Nota del Editor: Este artículo fue originalmente publicado por Caris Gray el 25 de marzo de 2026 y fue traducido por Valeria Solis.
Durante los últimos meses, miles de estudiantes han participado en huelgas estudiantiles en contra del Servicio de Control de Inmigración y Aduanas de los Estados Unidos (ICE) a través de los Estados Unidos. Se producen a raíz de las deportaciones masivas conducidas por ICE, junto con la muerte de Renee Good y Alex Pretti. Alrededor de 500 estudiantes dentro del Distrito Escolar Consolidado de Hays en Kyle, Tejas, salieron de sus clases para participar en una manifestación en el centro. La policía arrestó a dos menores de edad en el evento, ganando la atención del gobernador Abbott.
El Gobernador Abbott prontamente publicó en X sobre la situación, amenazando con tomar acción legal y cortar fondos a las escuelas y facultad que permita que las huelgas sucedan.
“Era hora que estudiantes como estos fueran arrestados,” escribió Abbott. “Lastimar a alguien es un crimen – incluso para los estudiantes. Huelgas disruptivas permitidas por las escuelas conducen a este tipo de caos. Las escuelas y empleados que permitan este tipo de comportamiento deberían ser tratados como co-conspiradores y no deberían ser inmunes al comportamiento criminal. También estamos investigando para quitarles los fondos a escuelas que abandonan su tarea de educar a nuestros niños con el currículo requerido por la ley”.
El Departamento de Policía de Kyle ha clarificado que los arrestos no estuvieron relacionados con las huelgas. Sin embargo, las escuelas no deberían ser castigadas si los estudiantes deciden organizar independientemente una huelga como manifestación de protesta. Mientras la Primera Enmienda no considera las huelgas como forma de discurso protegido, es una de las pocas maneras en las cuales los estudiantes pueden participar civilmente como una voz colectiva. En el 2021, ¼ de la población de los Estados Unidos de más de 3 años de edad estaba compuesta por estudiantes, y las huelgas han sido, por décadas, una de las formas de manifestación más influyentes.
“Muchos de estos estudiantes son… hijos de inmigrantes, y sienten que es su turno de alzar la voz, por sus padres, por la gente que no puede estar afuera en las calles, que tienen miedo de estar en las calles, que han sido deportadas anteriormente,” dijo Daniela Renovales, responsable de divulgación y alianzas de Lincoln-Goldfinch Law. “(Ellos quieren) decirle a su comunidad cómo se sienten y que están indignados por lo que está pasando con la administración actual.”
Las huelgas funcionan por una variedad de razones, pero una de las más importantes es que dependen del retiro de participación en el proceso de negocios cotidianos. Entre más gente se rehúsa a interactuar con el sistema actual, más se inclina la gente de poder prestar atención. Aunque las huelgas no son libertad de expresión protegidas, debido a que interrumpen las funciones escolares, ese es exactamente el punto – protestar tras la interrupción.

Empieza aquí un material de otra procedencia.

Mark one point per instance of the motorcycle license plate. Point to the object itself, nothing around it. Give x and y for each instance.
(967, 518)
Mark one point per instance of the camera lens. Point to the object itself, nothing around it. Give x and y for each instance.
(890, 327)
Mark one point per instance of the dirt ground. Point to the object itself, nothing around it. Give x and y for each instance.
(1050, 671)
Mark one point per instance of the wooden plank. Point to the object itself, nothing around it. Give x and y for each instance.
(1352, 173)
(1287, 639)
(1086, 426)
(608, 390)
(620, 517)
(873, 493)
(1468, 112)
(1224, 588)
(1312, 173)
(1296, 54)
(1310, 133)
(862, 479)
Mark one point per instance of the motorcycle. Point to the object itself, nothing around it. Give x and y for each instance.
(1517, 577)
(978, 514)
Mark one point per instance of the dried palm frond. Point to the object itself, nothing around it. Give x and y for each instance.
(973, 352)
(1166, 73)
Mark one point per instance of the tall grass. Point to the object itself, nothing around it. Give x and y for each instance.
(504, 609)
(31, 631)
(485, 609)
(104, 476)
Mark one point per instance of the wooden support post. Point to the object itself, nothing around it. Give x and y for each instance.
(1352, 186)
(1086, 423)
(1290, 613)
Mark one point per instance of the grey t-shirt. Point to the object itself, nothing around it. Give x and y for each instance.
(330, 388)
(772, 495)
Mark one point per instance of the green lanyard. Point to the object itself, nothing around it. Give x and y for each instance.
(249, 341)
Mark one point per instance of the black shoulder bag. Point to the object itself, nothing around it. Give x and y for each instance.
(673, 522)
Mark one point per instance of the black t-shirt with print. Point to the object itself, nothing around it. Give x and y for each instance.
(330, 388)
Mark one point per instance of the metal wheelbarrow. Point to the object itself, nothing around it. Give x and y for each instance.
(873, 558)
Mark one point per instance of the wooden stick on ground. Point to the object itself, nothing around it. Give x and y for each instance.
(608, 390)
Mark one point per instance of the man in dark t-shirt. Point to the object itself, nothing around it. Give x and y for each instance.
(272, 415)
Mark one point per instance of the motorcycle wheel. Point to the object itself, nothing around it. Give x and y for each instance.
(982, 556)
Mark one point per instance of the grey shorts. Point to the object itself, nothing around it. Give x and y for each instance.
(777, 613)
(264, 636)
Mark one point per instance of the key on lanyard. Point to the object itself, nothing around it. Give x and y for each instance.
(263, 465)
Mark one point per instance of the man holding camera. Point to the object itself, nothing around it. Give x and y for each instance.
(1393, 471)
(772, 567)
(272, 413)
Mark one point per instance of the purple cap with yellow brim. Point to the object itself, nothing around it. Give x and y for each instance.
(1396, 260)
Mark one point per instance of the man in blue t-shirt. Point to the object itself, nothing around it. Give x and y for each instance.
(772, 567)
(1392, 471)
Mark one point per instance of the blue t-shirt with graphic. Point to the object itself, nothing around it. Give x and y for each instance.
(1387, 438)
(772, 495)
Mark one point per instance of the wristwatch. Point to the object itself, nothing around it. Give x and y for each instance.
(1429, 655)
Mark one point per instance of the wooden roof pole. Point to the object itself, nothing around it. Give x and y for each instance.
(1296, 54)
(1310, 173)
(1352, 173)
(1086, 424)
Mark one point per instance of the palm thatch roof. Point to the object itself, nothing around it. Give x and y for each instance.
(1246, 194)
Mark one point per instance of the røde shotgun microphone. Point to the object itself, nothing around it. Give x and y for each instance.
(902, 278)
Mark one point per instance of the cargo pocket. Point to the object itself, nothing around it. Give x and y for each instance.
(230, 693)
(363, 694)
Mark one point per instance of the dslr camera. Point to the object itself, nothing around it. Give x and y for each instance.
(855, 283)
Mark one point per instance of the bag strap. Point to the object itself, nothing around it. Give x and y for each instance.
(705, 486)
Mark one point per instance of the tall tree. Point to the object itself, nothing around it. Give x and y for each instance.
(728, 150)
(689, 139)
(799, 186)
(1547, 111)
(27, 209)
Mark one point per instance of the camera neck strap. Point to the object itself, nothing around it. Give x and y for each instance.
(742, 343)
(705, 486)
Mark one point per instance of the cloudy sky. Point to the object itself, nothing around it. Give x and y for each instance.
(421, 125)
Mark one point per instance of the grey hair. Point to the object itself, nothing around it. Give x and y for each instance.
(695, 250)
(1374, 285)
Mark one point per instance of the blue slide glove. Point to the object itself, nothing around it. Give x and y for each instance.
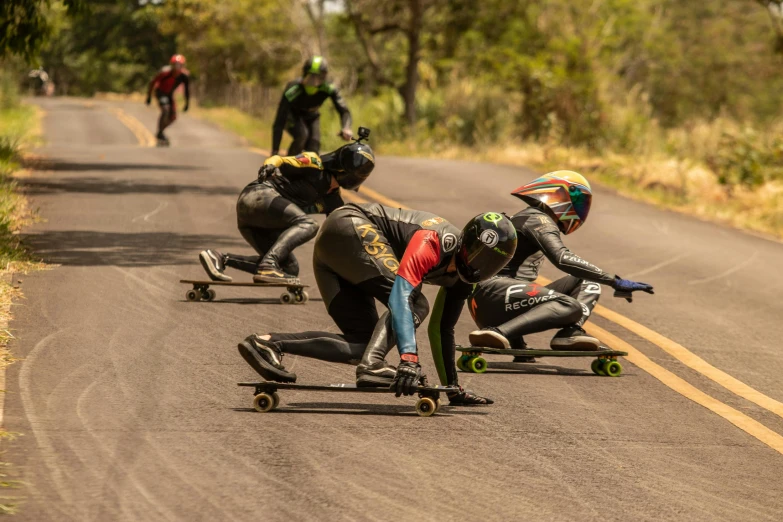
(624, 288)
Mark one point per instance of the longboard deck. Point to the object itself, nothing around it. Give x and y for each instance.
(271, 385)
(605, 352)
(231, 283)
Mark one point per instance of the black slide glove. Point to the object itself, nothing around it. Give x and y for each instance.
(266, 172)
(406, 381)
(467, 398)
(625, 288)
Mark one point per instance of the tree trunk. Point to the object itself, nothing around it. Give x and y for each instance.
(414, 54)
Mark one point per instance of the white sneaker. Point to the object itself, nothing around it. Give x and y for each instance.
(489, 339)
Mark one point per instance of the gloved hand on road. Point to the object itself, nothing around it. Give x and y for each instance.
(467, 398)
(624, 288)
(266, 172)
(406, 381)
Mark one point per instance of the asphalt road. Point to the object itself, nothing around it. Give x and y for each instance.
(126, 400)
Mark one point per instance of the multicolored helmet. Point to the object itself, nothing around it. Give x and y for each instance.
(564, 194)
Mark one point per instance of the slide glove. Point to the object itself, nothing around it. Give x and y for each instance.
(266, 172)
(467, 398)
(624, 288)
(406, 381)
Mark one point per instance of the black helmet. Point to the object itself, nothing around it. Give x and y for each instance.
(354, 163)
(315, 65)
(486, 244)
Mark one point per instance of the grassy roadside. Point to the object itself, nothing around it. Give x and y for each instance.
(19, 129)
(674, 180)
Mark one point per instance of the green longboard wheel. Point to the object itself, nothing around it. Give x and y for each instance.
(425, 407)
(263, 402)
(477, 365)
(612, 368)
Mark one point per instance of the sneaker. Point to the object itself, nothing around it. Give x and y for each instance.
(213, 263)
(265, 358)
(272, 274)
(379, 374)
(574, 338)
(489, 338)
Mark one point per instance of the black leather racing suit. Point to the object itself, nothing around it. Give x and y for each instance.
(516, 306)
(272, 215)
(298, 113)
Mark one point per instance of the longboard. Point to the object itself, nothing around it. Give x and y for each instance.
(605, 360)
(201, 291)
(266, 397)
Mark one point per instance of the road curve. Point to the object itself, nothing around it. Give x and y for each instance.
(127, 408)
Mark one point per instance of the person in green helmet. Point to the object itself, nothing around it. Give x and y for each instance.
(299, 109)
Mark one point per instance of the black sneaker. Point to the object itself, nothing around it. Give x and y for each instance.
(273, 274)
(574, 338)
(213, 262)
(265, 358)
(489, 338)
(379, 374)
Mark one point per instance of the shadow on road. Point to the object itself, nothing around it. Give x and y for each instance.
(93, 185)
(91, 248)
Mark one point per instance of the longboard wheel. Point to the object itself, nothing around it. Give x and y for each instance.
(477, 365)
(263, 402)
(425, 407)
(612, 368)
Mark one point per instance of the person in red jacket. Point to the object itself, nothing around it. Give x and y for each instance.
(164, 84)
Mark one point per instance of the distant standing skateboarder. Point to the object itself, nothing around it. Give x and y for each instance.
(164, 84)
(272, 211)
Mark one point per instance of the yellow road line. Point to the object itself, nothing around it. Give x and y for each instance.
(693, 361)
(144, 137)
(352, 197)
(739, 419)
(680, 353)
(380, 198)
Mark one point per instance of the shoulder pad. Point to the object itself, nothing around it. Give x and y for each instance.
(293, 92)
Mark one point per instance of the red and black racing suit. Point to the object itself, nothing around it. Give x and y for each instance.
(298, 113)
(272, 215)
(516, 306)
(368, 252)
(164, 85)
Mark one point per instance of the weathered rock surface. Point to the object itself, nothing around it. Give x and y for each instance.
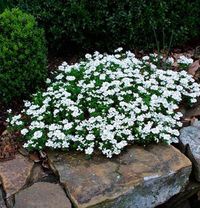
(14, 174)
(42, 195)
(190, 145)
(2, 202)
(139, 178)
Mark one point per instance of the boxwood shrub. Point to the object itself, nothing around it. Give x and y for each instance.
(22, 55)
(105, 24)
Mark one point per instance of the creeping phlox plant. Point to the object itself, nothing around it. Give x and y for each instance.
(106, 102)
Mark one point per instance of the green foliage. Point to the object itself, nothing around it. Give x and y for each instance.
(22, 55)
(105, 24)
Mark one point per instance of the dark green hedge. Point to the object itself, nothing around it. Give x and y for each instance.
(22, 55)
(107, 24)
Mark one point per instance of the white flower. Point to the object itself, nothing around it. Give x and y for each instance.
(24, 131)
(89, 151)
(37, 134)
(107, 102)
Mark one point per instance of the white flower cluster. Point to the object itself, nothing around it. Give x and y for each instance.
(184, 60)
(106, 102)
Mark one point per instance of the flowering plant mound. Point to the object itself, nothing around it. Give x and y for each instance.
(106, 102)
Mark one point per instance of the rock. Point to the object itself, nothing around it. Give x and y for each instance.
(190, 145)
(2, 202)
(42, 195)
(181, 200)
(37, 174)
(139, 178)
(14, 174)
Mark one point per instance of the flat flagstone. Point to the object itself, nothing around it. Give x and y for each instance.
(14, 174)
(42, 195)
(190, 145)
(139, 178)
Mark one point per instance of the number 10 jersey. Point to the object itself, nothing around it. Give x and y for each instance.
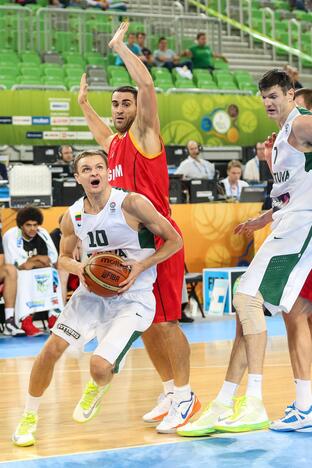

Abbott también escribió que “AISD usa dinero de los contribuyentes para enseñar las materias requeridas por el estado, no para ayudar a los estudiantes a faltar a la escuela para manifestarse. Nuestras escuelas son para educar a los niños, no para adoctrinamiento político.”
Sin embargo, castigar a los maestros y distritos escolares es irracional y una decisión sin beneficios. Mientras Abbott culpa a los maestros como co-conspiradores, la realidad es que ellos tienen muy poco control sobre las acciones de los estudiantes. Legalmente, los maestros no pueden detener o restringir físicamente a los estudiantes de irse. Como este es el caso, no tiene sentido castigar a los distritos escolares y poner en peligro la educación de los estudiantes por algo sobre lo que la escuela tiene poco control.
“Es extremadamente importante que los oficiales electos del estado y nivel federal sean juiciosos sobre los pronunciamientos que hacen sobre la libertad de expresión,” dijo Brett Harvey, Graduado en Derecho de Harvard y Asesor Jurídico General Adjunto de la Universidad del Estado de Mississippi. “Estudiantes, maestros, gente común en todos los ámbitos de la vida, comúnmente no tienen los recursos o el tiempo para litigar; si conservan su empleo, o si son responsables criminalmente o civilmente. Y lo que tienden a hacer en muchos de los casos es corregirse exageradamente o autocensurarse cuando piensan que hay amenazas de litigación o consecuencias.”
Castigar a los estudiantes por practicar su derecho a manifestar activamente los desalienta de participar en la política. En vez de penalizarlos por su participación, esta forma crucial de libertad de expresión debería ser protegida legalmente y no debería estar sujeta a represalias políticas.